The goal is to get stronger, more efficient, and improve your technique on the key movements. Changing your exercises on a weekly or bi-weekly basis will more than likely to flatten out the progression curve. They do change slightly week to week and quite a lot from Phase 1 to Phase 2, but the majoriity of the program maintains the same exercise selection.
This is to ensure progression by adding volume/total work incrementally to these specific movements that deliver the best results.
The Hip thrust feels awkward to me. Is there any alternative exercise?
Yes, but give it your best effort first. The barbell hip thrust has been shown again1 and again2 to be highly effective as a glute builder for a reason.
If you find the bar uncomfortable, you can purchase a hip pad (https:// bit.ly/BarbellPadRed). Alternatively, you can do banded hip thrusts, or as a final alternative, the leg extension machine
The Workouts are too Easy. Am I too Advanced for them?
If you think the workouts are too easy, chances are you are not pushing any of your sets to true failure. In other words, you’re not putting in enough effort, which is the level of exertion you apply to each set. If 10 reps of a particular exercise is too easy, you need to increase the weight.
However, you do not need to increase the sets, add additional exercises, or combine workouts. When you’re conditioned to performing five or more sets of an exercise, anything less feels like a step in the wrong direction.

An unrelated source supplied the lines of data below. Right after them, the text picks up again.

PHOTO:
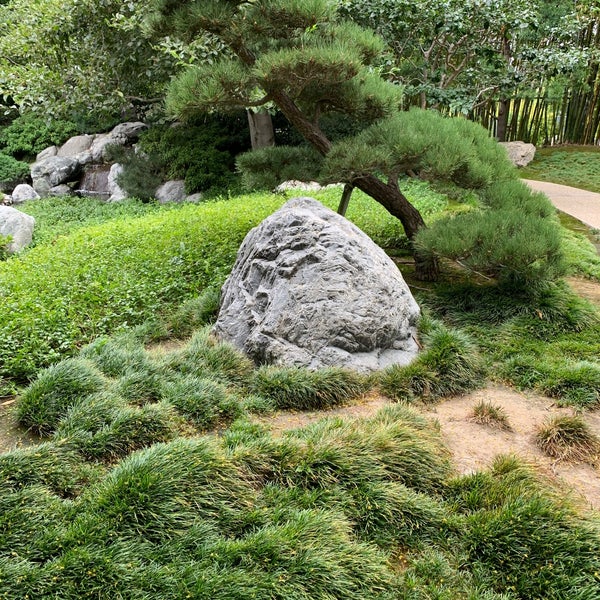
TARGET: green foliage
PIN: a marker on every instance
(116, 275)
(301, 389)
(449, 365)
(142, 173)
(266, 168)
(205, 402)
(568, 438)
(201, 153)
(55, 390)
(12, 172)
(576, 166)
(28, 135)
(58, 467)
(520, 250)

We get it; we’ve been there before. But when you push your sets close or to muscle failure, you don’t need to perform as many reps. In fact, doing less volume and putting more effort is just as effective at building strength and muscle, with the added benefit of reducing training time and overall volume.
Remember, it takes time to learn how to push yourself close to failure because you don’t know what going to failure feels like until you’ve done it for several weeks or even months. Once you develop the skill and the conditioning, you will realize that doing fewer reps and pushing yourself harder actually yields amazing results.
IF I CAN PERFORM 15 REPS WHEN THE SET CALLS FOR 12, DO I PUSH THE SET TO FAILURE AND KEEP THE WEIGHT THE SAME, OR STOP AT THE PRESCRIBED REP AND INCREASE THE LOAD?
Let’s say you’re doing barbell hip thrusts during Day 1, which calls for 4 sets of 12 reps. Say you pick 150 pounds and you get to 12 reps, but you realize you could do a few more reps. In this case, you may want to stick with 150 pounds for all the sets because the sets will get harder as you accumulate some fatigue.
However, say you get to 12 reps and you know you could have gotten another 5 to 8 reps. In this case, up the load to 160 pounds. If that’s too easy, up the load to 170 pounds for the next set. Eventually, you’ll hit your settling point and arrive at the proper load that allows you to hit the right number of reps.
Week 1 of every 4-week cycle is dedicated to mastering proper form and figuring out the right loads to use the following week. The main thing is to go up over time and utilize progressive overload.